Die deutsche Australienauswanderung entsprang verschiedenen Motiven: Menschen auf der Suche nach religiöser Freiheit, nach politischer Unabhängigkeit, nach schnellem Glück auf den Goldfeldern Victorias oder nach Farmbesitz in Queensland - sie alle gingen nach Australien. Werbeträger wie persönliche Briefe von Ausgewanderten, gedruckte Auswanderungsratgeber und Zeitungsberichte, aber auch fiktive Reiseberichte und Romane bestärkten die Auswanderungswilligen, während Warnungen von enttäuschten Rückkehrern und von deutschen Behörden sie verunsicherten.

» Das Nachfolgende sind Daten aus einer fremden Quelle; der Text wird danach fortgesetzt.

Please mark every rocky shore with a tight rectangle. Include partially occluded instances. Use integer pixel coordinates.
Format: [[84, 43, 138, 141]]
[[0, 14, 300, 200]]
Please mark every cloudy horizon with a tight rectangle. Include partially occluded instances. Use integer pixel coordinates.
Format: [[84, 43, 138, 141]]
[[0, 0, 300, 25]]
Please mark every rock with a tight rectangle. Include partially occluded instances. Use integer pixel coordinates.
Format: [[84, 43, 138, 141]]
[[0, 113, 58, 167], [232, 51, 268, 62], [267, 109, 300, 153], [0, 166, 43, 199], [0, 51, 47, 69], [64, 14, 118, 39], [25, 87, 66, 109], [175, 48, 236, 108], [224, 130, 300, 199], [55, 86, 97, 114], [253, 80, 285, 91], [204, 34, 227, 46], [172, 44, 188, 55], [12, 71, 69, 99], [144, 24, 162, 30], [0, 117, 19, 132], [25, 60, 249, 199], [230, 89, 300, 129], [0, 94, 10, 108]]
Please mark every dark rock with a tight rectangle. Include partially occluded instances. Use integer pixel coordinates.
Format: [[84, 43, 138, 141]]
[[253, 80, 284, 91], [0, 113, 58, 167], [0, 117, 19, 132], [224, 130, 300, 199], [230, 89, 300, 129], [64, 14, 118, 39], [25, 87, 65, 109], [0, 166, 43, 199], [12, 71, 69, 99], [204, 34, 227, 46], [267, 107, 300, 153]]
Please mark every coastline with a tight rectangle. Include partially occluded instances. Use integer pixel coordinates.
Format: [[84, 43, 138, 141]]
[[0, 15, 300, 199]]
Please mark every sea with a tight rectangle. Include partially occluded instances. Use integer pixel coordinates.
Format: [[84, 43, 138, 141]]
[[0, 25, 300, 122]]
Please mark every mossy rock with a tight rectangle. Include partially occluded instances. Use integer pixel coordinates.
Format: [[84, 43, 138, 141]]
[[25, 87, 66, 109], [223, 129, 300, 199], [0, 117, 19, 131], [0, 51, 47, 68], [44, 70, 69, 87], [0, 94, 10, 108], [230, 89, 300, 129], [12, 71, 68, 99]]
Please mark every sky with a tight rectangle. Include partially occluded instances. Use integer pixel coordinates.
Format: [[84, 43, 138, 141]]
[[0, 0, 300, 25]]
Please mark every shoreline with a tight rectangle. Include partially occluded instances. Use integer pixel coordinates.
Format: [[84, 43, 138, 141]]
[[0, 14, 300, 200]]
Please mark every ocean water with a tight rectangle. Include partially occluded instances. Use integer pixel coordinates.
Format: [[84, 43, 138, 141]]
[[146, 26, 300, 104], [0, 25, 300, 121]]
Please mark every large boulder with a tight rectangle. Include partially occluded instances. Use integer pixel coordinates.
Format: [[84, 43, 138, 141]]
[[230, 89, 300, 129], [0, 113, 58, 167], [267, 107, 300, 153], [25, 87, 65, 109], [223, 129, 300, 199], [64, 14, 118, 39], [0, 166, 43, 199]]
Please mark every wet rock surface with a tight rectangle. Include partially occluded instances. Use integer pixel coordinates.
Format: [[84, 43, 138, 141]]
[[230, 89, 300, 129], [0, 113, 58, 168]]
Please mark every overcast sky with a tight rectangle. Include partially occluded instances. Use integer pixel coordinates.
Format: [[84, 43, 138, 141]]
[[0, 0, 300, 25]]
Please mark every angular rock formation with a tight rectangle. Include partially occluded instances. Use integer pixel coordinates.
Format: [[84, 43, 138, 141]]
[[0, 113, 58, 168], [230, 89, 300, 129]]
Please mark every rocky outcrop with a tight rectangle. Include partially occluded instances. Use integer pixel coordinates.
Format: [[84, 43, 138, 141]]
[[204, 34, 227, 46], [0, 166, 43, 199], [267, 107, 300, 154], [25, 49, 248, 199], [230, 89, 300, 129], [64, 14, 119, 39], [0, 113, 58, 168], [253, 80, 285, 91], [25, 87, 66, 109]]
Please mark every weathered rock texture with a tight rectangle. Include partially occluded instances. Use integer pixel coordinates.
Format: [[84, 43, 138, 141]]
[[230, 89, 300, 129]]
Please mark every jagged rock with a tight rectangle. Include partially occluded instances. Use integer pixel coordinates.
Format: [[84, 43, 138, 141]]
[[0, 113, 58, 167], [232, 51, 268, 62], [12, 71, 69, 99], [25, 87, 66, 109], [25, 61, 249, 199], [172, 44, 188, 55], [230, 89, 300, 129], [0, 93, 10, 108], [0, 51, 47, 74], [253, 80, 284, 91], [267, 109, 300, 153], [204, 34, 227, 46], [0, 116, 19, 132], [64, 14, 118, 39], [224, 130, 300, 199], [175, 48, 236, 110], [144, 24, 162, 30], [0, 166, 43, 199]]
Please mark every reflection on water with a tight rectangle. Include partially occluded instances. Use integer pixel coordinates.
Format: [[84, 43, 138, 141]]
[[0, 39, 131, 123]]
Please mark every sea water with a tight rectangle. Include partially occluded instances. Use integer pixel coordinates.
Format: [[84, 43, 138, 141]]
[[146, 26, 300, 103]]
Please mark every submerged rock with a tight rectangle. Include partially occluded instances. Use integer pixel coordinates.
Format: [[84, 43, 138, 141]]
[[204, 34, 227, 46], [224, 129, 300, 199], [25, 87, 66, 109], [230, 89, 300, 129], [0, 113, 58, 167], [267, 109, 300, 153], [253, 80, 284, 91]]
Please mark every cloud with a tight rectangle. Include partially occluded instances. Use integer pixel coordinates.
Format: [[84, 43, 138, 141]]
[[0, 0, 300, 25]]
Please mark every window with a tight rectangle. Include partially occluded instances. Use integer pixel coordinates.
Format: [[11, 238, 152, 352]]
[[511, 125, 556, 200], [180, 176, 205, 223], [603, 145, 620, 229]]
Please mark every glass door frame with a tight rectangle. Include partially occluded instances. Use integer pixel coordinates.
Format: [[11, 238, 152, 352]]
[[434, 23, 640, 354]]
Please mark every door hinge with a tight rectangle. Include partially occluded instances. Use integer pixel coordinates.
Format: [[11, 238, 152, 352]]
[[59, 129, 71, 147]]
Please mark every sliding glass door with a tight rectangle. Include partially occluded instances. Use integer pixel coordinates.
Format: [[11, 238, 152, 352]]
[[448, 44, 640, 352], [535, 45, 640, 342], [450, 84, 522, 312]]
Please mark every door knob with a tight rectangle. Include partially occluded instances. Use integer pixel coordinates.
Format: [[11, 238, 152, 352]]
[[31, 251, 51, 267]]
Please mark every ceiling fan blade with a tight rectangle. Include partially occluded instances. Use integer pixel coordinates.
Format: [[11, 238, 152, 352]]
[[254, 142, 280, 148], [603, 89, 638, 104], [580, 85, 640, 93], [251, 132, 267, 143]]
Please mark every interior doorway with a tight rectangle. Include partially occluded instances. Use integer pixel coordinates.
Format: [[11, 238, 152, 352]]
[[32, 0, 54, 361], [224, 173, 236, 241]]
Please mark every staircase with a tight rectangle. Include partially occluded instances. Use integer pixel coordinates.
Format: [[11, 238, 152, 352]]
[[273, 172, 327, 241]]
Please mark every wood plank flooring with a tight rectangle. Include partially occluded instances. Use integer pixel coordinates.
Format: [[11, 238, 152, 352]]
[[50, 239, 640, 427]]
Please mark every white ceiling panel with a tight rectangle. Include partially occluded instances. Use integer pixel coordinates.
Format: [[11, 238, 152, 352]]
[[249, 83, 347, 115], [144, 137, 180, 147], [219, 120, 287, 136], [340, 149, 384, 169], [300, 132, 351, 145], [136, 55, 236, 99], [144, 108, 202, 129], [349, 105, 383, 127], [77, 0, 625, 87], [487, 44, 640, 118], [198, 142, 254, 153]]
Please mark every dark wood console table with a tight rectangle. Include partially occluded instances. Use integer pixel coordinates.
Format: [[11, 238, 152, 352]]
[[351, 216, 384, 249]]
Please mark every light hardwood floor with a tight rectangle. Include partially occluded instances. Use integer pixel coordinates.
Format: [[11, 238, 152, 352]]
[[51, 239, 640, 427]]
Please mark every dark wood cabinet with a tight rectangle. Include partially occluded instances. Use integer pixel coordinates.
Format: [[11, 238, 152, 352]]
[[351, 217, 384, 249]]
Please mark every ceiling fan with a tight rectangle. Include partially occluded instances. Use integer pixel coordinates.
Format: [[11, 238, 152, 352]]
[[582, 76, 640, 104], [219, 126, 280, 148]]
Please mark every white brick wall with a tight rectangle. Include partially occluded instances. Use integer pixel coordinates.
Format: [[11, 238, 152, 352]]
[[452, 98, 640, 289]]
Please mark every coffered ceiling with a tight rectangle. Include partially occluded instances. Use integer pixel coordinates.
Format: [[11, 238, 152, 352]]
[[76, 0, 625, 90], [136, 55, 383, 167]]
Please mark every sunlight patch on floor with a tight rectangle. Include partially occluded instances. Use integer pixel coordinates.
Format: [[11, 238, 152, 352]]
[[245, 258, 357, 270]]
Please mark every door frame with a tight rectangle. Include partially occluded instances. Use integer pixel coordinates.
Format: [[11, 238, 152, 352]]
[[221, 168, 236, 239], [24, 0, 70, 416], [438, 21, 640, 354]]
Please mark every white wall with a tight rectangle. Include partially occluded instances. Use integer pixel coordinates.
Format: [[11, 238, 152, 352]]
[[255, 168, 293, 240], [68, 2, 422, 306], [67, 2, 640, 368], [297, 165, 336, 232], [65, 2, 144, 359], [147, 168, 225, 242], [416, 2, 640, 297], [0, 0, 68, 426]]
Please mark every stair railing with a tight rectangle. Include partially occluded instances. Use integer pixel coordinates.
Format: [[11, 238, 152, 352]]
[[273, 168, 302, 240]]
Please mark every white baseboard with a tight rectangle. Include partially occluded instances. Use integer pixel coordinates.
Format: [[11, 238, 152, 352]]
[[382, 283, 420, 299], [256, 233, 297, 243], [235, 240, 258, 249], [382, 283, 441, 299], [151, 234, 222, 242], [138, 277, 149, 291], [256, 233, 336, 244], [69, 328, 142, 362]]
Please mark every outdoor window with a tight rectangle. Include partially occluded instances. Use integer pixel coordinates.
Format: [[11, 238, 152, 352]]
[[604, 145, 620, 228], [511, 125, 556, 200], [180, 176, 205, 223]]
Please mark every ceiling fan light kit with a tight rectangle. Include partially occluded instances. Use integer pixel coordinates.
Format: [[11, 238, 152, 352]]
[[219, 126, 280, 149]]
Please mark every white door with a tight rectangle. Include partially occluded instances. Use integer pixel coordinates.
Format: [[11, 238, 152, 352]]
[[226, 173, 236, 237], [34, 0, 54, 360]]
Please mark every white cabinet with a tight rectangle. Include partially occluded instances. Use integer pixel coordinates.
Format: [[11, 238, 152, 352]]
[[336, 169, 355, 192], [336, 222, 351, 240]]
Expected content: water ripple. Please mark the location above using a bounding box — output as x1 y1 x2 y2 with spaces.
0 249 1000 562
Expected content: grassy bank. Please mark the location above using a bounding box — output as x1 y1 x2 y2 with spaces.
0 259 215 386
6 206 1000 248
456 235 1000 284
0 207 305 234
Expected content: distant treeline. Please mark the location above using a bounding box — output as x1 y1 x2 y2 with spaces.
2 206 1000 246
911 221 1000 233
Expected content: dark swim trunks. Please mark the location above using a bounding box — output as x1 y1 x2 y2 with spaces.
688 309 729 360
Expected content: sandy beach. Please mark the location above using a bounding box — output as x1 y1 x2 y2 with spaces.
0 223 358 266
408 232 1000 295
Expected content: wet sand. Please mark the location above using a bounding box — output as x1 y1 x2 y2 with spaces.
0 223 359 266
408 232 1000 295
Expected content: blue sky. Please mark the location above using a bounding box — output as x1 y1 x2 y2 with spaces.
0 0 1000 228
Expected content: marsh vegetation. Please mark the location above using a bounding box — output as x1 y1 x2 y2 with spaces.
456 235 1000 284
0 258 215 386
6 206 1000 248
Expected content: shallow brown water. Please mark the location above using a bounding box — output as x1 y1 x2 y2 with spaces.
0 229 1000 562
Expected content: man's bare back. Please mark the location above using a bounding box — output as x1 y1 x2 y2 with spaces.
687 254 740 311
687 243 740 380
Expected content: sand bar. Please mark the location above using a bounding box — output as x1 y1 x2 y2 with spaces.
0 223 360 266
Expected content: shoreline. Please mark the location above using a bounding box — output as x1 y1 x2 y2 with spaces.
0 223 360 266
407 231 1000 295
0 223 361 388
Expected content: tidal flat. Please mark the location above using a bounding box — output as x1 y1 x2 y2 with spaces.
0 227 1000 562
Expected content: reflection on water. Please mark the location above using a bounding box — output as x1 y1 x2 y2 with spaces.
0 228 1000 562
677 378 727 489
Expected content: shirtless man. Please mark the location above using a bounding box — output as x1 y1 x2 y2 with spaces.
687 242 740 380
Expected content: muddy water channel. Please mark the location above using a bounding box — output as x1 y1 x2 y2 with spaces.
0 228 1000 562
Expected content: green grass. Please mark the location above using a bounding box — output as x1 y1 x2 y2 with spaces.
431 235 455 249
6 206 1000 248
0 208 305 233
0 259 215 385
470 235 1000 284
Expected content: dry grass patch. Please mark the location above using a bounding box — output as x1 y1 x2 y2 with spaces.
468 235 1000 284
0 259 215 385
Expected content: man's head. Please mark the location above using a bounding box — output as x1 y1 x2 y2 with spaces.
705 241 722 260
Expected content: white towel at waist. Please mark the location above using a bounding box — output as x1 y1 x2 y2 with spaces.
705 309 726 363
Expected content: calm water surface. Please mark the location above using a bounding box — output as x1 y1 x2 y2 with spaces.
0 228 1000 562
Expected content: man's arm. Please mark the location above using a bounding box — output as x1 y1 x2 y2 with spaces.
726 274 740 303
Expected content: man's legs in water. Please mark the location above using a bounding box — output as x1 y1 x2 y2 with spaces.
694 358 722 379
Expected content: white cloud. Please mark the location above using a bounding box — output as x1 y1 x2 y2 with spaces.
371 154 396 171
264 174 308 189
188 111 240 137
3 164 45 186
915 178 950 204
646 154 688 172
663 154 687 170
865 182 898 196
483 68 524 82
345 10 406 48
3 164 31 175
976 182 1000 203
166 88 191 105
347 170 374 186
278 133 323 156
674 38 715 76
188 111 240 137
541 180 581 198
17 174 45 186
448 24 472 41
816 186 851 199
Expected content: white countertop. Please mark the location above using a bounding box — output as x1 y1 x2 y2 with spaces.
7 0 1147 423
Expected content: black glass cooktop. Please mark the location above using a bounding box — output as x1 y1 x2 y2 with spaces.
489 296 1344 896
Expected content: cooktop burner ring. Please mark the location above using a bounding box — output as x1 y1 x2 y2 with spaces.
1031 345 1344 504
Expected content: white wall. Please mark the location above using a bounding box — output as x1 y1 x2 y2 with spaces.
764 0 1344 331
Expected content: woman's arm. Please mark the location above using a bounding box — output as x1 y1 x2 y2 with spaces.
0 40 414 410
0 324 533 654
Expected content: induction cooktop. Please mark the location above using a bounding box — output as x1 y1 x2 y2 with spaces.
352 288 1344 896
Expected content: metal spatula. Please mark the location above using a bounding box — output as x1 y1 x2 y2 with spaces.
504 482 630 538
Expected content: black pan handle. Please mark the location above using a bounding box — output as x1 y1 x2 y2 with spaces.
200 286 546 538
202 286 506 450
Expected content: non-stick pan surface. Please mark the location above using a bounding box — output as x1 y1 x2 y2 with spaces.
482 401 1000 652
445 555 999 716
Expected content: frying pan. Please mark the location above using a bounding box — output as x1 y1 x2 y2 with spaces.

Und natürlich war Auswandern auch ein großes Geschäft; konkurrierende Schifffahrtsunternehmen, Siedlungsgesellschaften und die Zielkolonien selbst warben mit mehr oder minder schönfärbenden Werbeschriften, Anzeigen oder durch Agenten im ganzen Land um Passagiere.
Aus dem Inhalt: Die Hauptströmungen der deutschen Auswanderung nach South Australia, Victoria und Queensland - Werbetätigkeiten von Auswanderungsagenten und Konsuln - Der Einfluss von Reedereien und hanseatischen Behörden - Das Australienbild in Auswanderungsratgebern, Zeitungen, Reiseberichten und Romanen.